На углу Феликс обернулся: старик продолжал стоять посреди безлюдной улицы.

Сегодня из Лондона должна была вернуться его мать, и Феликс обещал ее встретить. До прихода поезда оставалось еще два часа, их надо было как-то провести, и, миновав дом мистера Погрема, Феликс свернул на тропинку, которая вела через клеверное поле, и вскоре присел отдохнуть на ступеньку перелаза. Сидя на окраине города, который возник благодаря его прадеду, Феликс погрузился в мысли. Больше всего он размышлял о старике, с которым только что разговаривал; само провидение послало ему этого человека: ведь это отличный прототип для «Последнего Пахаря». Поразительно, что старик говорит о своей любви к земле, на которой он проработал

в поте лица своего лет шестьдесят, получая в неделю несколько шиллингов, — на них ведь даже не купишь сигар, которые он сунул ему сегодня в рваный карман.
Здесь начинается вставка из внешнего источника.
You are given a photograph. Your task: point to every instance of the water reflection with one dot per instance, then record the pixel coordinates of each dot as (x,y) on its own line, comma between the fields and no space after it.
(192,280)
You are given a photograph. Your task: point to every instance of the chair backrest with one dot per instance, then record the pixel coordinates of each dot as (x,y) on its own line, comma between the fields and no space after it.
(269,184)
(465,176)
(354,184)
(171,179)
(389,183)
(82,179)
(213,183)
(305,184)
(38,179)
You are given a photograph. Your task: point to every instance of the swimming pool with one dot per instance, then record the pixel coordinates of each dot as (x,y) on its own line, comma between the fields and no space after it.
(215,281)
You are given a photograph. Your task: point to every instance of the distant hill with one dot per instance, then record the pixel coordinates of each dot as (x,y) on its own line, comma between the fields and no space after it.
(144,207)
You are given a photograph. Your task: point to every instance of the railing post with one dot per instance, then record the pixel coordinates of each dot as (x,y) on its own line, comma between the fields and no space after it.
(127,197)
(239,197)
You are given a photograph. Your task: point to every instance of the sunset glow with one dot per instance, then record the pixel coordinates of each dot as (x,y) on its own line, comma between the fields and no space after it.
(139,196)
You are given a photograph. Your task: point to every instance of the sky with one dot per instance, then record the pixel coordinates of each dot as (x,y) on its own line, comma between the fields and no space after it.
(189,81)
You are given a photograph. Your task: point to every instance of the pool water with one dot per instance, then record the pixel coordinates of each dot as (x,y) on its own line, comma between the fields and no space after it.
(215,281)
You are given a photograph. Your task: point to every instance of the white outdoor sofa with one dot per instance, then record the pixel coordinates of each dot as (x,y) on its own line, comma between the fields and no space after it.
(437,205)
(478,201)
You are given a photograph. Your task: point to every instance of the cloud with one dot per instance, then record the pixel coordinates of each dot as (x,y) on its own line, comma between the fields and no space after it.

Да, это поразительно. Но, в конце концов, разве земля — это не радость для души? День ото дня меняется она на ощупь и на глаз, меняется самый воздух над ней и даже ее запах. Вот она, эта земля, с мириадами цветов и крылатых тварей, — неустанная и величественная поступь времен года. Весна приносит радость молодых побегов, у нее тоскующее, дикое, неспокойное от ветра сердце; мерцание и песни, цветущие деревья и облака, короткие, светлые дожди; маленькие, повернутые к солнцу листы радостно трепещут; из-под каждого деревца и травки выглядывает что-то живое. А потом лето. Ах, лето, когда на могучих старых деревьях лежит неторопливый свет долгого дня, а прелесть лугов, многоголосица жизни и запах цветов одурманивают бегущие часы, пока избыток тепла и красоты не перебродит в темную страсть! Тогда наступает конец. Идет осень в зрелой красе полей и лесов; золотые мазки на буках; багровые пятна рябины: ветви яблонь отягощены грузом плодов, а голубое, как лен, небо почти сливается с туманом от земли; стада пасутся в медлительной золотистой тишине; ни дуновения ветра, чтобы унести голубоватые дымки над сжигаемым бурьяном, а на полях все недвижно. Кому захочется нарушить этот безмятежный покой? А зима! Просторные дали, долгие ночи, но зато какой тончайший узор ветвей: розовые, пурпурные, фиолетовые оттенки на голых стволах в рано темнеющем небе! Быстрый черный росчерк птичьих крыльев на беловато-сером небосводе. Не все ли равно, какое время года сжимает в объятиях эту землю, которая породила нас всех?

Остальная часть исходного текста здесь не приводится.